Not a ton of music emerges from Israel and affixes itself to the international library of indie rock. Perhaps this is because of the whole language thing, but it’s nonetheless frustrating that accessing the Israeli rock scene seems to be pretty difficult. That’s why it’s completely endearing to hear from a good band in Israel who is trying to widen its audience.
Meet The Wake Up Suzzys. They’re a four-part surf-rock band based in Tel Aviv, and they sing their songs in English with light Israeli accents. They released their first record, a self-titled six-track EP, at the beginning of May. Three of the players were in a previous band together called Buffalos. They toured Europe a couple times but eventually broke up due to personal reasons. Guitarist/vocalist Yotam Schlezinger has leftover would-be Buffalos material he hadn’t recorded yet and brought the songs to the studio with his now-Suzzys bandmate, Ran Jacobovitz. The result was a new, strong sound that inspired the guys to explore further, so they asked former bandmate Dan Carpman to join them on bass and played some live gigs to test the response to their music. Schlezinger says:
That’s how the Suzzys came about. When it was clear we gonna be a band I then asked Zohar [Ginzburg] (the guitar player who we were friends with for long time and worked on some of my songs before with) to come and play guitar with us. She was a perfect fit musically and her vibe is vibrant and important to the energy of the band.
The band’s music exudes a surf-rock, punkish, carefree sound. They cite bands like Link Wray, The Ventures, and Stray Cats as similar sounds that influence their work. However, The Wake Up Suzzys is not so easy to catalog. It’s as if their hailing from Tel Aviv makes their surf-rock have more character–the accents are real, the process of writing was a bit different for them because they weren’t writing in their native language, etc. The decision to write lyrics in English was kind of a no brainer of Schlezinger’s. As a child, he always listened to rock ‘n’ roll in English–90% of his music library was songs in English, he attests. He said writing music in Hebrew never even crossed him mind. He explains, “There’s just something in English that feels right when you sing. I lived in Chicago for six (my family still leaves there) years and that helped me with my writing skills. I try to only read books in English, partly because I love American writers and prefer to read in language they wrote in and part of it is my will to expand and maintain my English.”
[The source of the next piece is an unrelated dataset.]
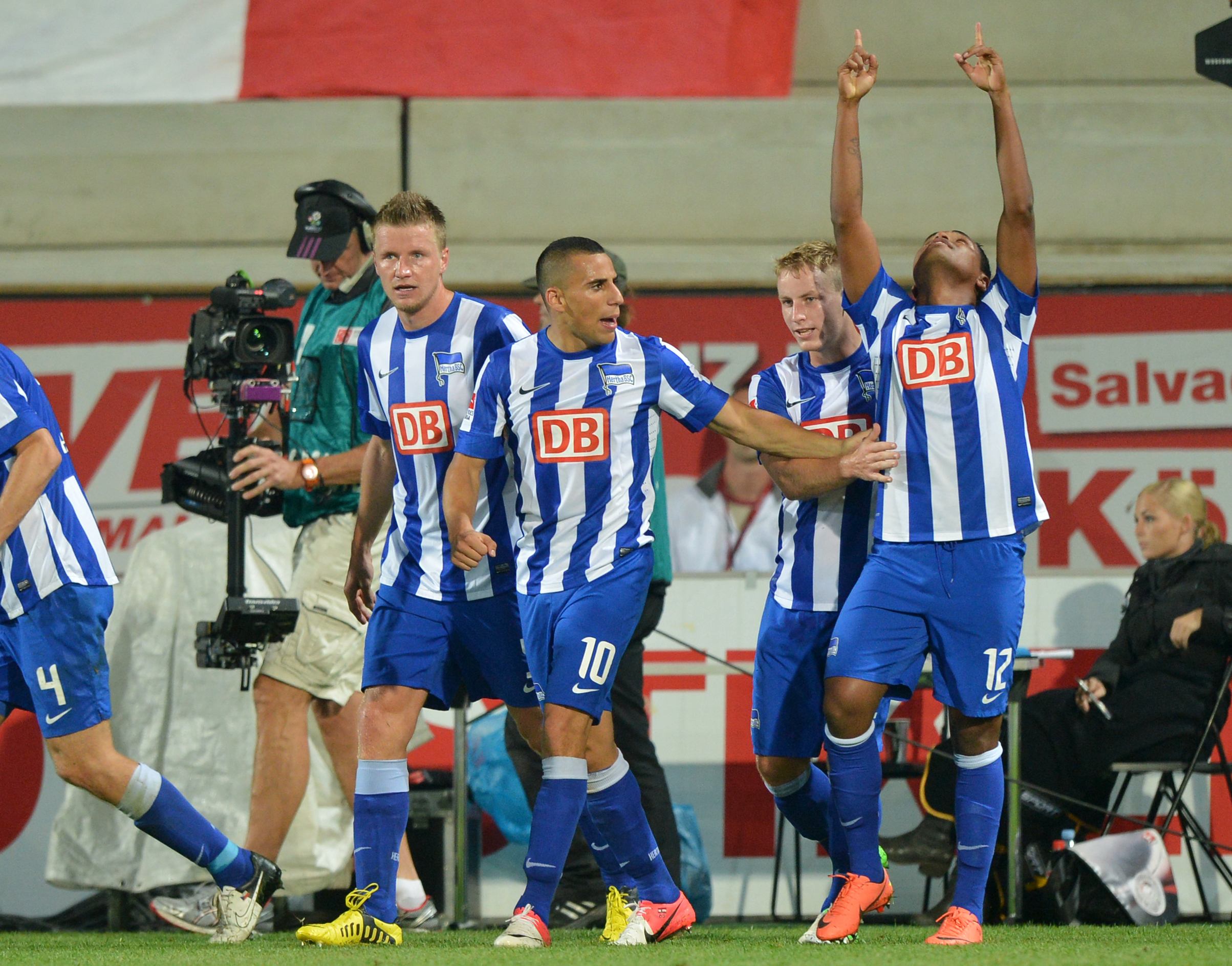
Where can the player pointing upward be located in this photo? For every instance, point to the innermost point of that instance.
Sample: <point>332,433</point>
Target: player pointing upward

Furthering the band’s American-style mystique, they describe themselves as being “[i]nfluenced by old American movies, big money, and Fender guitars.” According to Schlezinger, when the band had its first gig, the venue wanted them to give a few descriptive words of their sound for a program. The Wake Up Suzzys had a meeting and had a hard time articulating their sound without sounding boring, and it spawned the less serious and endearing aforementioned description. “We all play on Fender guitars and it made us giggle to mention it. We love old American movies and culture and big money is just an expression we use when things are going good,” says Schlezinger. It made perfect sense then for the band to hire JJ Golden at Golden Mastering in Venture, California to master the group’s EP.
But aside from the singer’s stint in Chicago, the band has never ventured to the U.S. They’re all from Tel Aviv and they all stil live in the Israeli metropolitan capitol. About their hometown’s music scene, they say:
The scene in Tel Aviv is a tricky subject. There are so many talented musicians, really wonderful artists, but the scene in not supportive. There aren’t enough people who come to gigs, there aren’t enough clubs and there are so many musicians who play in more than one band and that it very often makes it very hard to give each band the attention it deserves. The band recommends fellow Tel Aviv acts Cannons, Amit Erez and The Angelcy.
Musically, the songs the band writes now are different than the songs on The Wake Up Suzzys EP. According to the band, the next release will be out around November. The band’s writing process has become more collective, which has developed the songs’ arrangements more thoroughly, and their sound now has a more-defined direction. Schlezinger says the band is trying out some more “serious” material between every few songs, but that it’s hard to keep a straight face because he’s just so used to the band’s light and positive temperament.
“We just a love being goofy around each other and that really reflects in our music.” Goofiness aside, The Wake Up Suzzys are a bright and fun surf-rock band that deserves a listen–accents, Fender guitars, tidal-wave riffs, and all.